DIVINA COMMEDIA – PARADISO – CANTO XXI

CANTO XXI
Settimo cielo: cielo di Saturno » spiriti contemplanti
Incontri: san Pier Damiano
Riassunto e tematiche
    Dante rivolge lo sguardo a Beatrice: diversamente dal solito non gli sorride perché la sua bellezza si è tanto accresciuta salendo in cielo che se non si moderasse egli ne sarebbe annientato
» similitudine con la ninfa Semele che fu incenerita vedendo Giove in tutto il suo splendore
    Compare nel cielo una scala d’oro, tanto alta che la cima si sottrae alla vista
» lungo i gradini scendono molte luci che si muovono insieme fino ad un certo punto, poi alcune volano
   via, altre ritornano su, altre sostano volteggiando
    La luce più vicina a Dante brilla intensamente manifestando il suo amore
    Dante aspetta il consenso di Beatrice per parlare
» chiede all’anima perché si è avvicinata e perché qui le anime non cantano come negli altri cieli
    Lo spirito risponde (è san Pier Damiano)

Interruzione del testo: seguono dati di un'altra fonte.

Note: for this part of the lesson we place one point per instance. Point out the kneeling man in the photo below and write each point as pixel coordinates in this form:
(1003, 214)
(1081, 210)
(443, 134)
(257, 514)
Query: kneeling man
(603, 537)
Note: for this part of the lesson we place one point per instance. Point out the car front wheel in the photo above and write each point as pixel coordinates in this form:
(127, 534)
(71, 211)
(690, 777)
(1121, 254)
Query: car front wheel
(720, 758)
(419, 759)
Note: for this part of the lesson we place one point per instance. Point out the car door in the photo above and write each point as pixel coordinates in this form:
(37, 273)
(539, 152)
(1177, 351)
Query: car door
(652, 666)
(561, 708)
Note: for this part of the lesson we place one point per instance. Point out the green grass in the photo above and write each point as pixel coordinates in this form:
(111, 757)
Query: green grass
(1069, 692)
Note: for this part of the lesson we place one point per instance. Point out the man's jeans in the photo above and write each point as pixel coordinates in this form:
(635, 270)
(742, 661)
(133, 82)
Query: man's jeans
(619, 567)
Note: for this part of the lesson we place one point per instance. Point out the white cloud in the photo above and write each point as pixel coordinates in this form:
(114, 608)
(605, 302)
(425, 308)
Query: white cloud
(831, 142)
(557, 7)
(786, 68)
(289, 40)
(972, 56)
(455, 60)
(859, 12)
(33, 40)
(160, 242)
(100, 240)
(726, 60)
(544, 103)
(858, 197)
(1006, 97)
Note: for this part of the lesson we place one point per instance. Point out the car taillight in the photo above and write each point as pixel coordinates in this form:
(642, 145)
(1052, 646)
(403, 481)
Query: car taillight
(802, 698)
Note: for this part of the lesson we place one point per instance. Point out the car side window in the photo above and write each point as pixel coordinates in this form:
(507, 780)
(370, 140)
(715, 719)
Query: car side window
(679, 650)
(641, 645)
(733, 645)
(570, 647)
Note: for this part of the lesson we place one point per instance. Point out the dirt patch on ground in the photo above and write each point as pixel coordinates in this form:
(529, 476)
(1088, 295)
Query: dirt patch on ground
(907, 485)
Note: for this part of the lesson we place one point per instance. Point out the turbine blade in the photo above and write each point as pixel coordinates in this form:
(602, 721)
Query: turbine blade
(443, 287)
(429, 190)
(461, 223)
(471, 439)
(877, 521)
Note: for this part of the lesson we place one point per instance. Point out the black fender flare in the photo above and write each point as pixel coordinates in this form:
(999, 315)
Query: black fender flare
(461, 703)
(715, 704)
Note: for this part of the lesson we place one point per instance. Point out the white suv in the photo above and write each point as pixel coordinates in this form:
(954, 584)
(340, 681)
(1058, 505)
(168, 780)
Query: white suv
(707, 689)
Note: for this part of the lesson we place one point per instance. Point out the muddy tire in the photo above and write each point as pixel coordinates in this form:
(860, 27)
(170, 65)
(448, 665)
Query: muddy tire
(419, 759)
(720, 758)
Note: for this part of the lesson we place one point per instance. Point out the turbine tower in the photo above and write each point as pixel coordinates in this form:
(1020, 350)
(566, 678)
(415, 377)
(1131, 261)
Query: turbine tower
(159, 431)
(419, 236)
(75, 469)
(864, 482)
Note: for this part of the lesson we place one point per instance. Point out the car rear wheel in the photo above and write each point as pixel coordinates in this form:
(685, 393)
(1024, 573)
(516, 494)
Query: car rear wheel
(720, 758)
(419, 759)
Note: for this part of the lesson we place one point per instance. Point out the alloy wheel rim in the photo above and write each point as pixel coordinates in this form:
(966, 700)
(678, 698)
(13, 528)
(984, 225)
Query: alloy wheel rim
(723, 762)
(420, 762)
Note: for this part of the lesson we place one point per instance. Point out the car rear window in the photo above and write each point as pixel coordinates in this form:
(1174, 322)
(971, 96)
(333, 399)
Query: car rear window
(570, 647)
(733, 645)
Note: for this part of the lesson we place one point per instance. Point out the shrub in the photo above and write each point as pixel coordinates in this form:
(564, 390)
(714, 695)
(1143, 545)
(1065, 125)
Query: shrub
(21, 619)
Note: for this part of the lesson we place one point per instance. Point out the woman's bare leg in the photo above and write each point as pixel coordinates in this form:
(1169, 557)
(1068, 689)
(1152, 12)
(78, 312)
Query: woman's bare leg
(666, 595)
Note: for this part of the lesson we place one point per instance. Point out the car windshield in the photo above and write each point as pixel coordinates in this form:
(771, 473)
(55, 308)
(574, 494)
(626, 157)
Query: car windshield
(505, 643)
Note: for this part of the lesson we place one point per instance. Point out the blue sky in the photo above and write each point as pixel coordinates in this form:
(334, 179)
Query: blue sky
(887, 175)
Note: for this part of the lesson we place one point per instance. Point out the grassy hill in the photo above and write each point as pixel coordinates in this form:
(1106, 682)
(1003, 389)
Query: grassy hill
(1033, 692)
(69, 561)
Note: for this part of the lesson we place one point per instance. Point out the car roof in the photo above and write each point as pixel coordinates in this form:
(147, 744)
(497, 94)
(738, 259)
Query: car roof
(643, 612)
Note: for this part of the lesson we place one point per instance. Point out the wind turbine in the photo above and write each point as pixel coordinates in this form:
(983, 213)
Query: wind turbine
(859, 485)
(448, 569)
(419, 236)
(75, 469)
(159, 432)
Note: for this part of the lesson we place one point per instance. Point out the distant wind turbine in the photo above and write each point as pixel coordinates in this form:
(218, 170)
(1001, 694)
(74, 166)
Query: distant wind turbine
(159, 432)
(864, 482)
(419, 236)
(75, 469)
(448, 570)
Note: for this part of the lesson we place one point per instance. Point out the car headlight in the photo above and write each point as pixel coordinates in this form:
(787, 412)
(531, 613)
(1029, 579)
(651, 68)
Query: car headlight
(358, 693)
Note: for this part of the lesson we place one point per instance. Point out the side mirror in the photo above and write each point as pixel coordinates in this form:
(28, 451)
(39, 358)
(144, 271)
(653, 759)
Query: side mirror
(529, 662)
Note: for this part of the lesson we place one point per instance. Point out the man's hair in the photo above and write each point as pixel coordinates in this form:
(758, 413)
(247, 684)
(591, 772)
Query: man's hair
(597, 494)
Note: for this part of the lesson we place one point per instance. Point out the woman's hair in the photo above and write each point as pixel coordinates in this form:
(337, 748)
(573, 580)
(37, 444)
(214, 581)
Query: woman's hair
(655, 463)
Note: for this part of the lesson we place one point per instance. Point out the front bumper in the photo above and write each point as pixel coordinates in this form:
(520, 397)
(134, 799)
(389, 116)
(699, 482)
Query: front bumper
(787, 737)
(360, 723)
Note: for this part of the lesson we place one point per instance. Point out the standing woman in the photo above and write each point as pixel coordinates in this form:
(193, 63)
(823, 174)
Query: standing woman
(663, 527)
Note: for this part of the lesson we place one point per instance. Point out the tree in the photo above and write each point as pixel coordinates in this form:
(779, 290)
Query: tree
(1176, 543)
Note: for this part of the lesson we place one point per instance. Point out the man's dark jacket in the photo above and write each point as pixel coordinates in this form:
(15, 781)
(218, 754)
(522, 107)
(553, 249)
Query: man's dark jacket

» la ragione del silenzio è la stessa per cui Beatrice non sorride
» si è avvicinato per festeggiarlo, non perché lo ami più di altre anime, che anzi risplendono più di lui 
   d’amore, ma perché Dio assegna a ciascuno il suo compito
    Dante domanda ancora: sa che tutte le anime ubbidiscono al volere di Dio ma non capisce perché proprio lei è stata scelta per questo compito
    Risposta: nemmeno gli esseri più perfetti del paradiso possono rispondere alla sua domanda
» il disegno divino è insondabile » per cui una volta ritornato sulla terra deve ammonire i mortali di non
   avere la presunzione di conoscere ciò che non si può sapere neppure in cielo
    Dante non insiste e chiede allo spirito chi sia
    San Pier Damiano si presenta
» inizia a parlare del monte Catria, alle cui pendici sorge un eremo dedicato al culto di Dio, una tempo
   fecondo di uomini santi e adesso vuoto » è il monastero di Fonte Avellana
» lui visse l’ dedicando la sua vita alla contemplazione
» fu fatto cardinale, ufficio che ora p svolto da uomini sempre più corrotti
» i primi apostoli Pietro e Paolo vissero poveramente mentre ora sono avidi di denaro e lussi
» esclamazione finale: Oh pazienza di Dio che tanto sopporti!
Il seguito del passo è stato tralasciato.